Type: Modern Australian
Location: City Tattersalls club, 202 Pitt St, Sydney
Booking Required: Sometimes.

Normally my instincts are pretty spot-on when it comes to things like restaurants. With Zest my instincts were telling me it was wrong right from the start. But Calypso had chosen the place and made a booking so backing out wasn’t really an option. Unfortunate, because Zest turned out to be rubbish.

Tucked away near the back of the City Tattersalls club in Pitt St, Zest tries far too hard for such a classless setting. We walked in to find that they had stuffed up the booking and it was nowhere to be found. Luckily, there were plenty of free tables so they could still seat us.

The ambiance is fairly poor. The d├ęcor is okay but the lighting isn’t right and a lot of other elements just seem cheap. And the air conditioning is turned up way too high. It all feels like a butchers cold room with some aqua coloured pieces of plastic lying around. Although I suppose the mostly 60-plus crowd wouldn’t be complaining as it probably helped slow their aging.

The menu is fairly standard for a modern Australian restaurant that is trying too hard. I started with the tomato & Mauri buffalo mozzarella with prosciutto, basil, pine nuts and aged balsamic. Good on paper but not well executed. The balsamic is almost invisible and there is no harmony with the different elements.

The wine list was extensive and had a bit of everything but the markup was fairly high. We ordered a bottle of the Yarrabank Cuvee (over twice the retail price) but by the end of the entrees we were still waiting for it, with no explanation offered. Eventually we were told that the bottle was still chilling and would be a little longer.

It eventually arrived, still fairly warm. The waitress opened it and spilled roughly a glass worth. Although I do have to give her acting skills credit because she was pretending that nothing had happened.

Main was the pan seared salmon with baby cos, smoked bacon, parmesan and herb ciabatta. Also known as a piece of salmon with an egg on top and a Caesar salad. Overwrought items on menus piss me off. The dish failed to live up to expectations. The Caesar salad was good but put in a bowl so pretentious that it was incredibly difficult to access the food. The salmon was overcooked and the poached egg on top was such a bizarrely poor decision.

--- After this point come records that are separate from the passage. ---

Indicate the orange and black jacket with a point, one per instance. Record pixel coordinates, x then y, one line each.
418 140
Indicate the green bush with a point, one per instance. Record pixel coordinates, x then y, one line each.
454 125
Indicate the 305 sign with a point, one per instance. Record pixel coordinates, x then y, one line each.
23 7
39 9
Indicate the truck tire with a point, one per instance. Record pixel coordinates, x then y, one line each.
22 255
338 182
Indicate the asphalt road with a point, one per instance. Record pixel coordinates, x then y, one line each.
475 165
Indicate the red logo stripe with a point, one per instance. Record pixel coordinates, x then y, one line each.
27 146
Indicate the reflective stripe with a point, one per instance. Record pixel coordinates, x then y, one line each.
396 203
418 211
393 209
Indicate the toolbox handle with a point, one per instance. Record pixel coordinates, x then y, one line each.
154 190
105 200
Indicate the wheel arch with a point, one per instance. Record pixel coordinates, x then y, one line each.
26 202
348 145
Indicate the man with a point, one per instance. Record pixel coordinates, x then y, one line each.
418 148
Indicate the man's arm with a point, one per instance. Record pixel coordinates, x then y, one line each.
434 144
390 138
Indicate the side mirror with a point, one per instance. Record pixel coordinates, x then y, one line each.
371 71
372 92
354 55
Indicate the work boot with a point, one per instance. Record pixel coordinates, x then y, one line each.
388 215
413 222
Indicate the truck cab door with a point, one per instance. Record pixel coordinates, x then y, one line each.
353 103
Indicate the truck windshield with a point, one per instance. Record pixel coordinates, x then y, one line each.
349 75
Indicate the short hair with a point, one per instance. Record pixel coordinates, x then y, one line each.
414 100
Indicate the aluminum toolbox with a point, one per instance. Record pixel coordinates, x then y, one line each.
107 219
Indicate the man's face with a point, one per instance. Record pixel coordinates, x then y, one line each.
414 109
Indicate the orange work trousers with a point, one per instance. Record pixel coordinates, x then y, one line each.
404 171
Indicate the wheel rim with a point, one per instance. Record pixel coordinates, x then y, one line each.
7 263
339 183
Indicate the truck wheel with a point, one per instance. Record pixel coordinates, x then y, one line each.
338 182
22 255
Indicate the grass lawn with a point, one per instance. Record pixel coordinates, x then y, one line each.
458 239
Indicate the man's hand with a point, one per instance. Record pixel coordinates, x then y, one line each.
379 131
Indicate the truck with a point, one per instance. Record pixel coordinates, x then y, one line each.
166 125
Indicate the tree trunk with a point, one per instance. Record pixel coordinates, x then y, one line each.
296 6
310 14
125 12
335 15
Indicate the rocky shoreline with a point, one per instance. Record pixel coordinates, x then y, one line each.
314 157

It added nothing to the dish. I could make this dish better myself at home.

Dessert was a vanilla panna cotta that was, again, overwrought on the menu. It was good but nothing special.

For roughly $80 a head for three courses and a bottle of wine it’s not the most expensive modern Australian restaurant out there, but with food, ambiance and service this average, I wouldn’t bother. If I ever return I'll officially be 60 and have lost all sense of taste.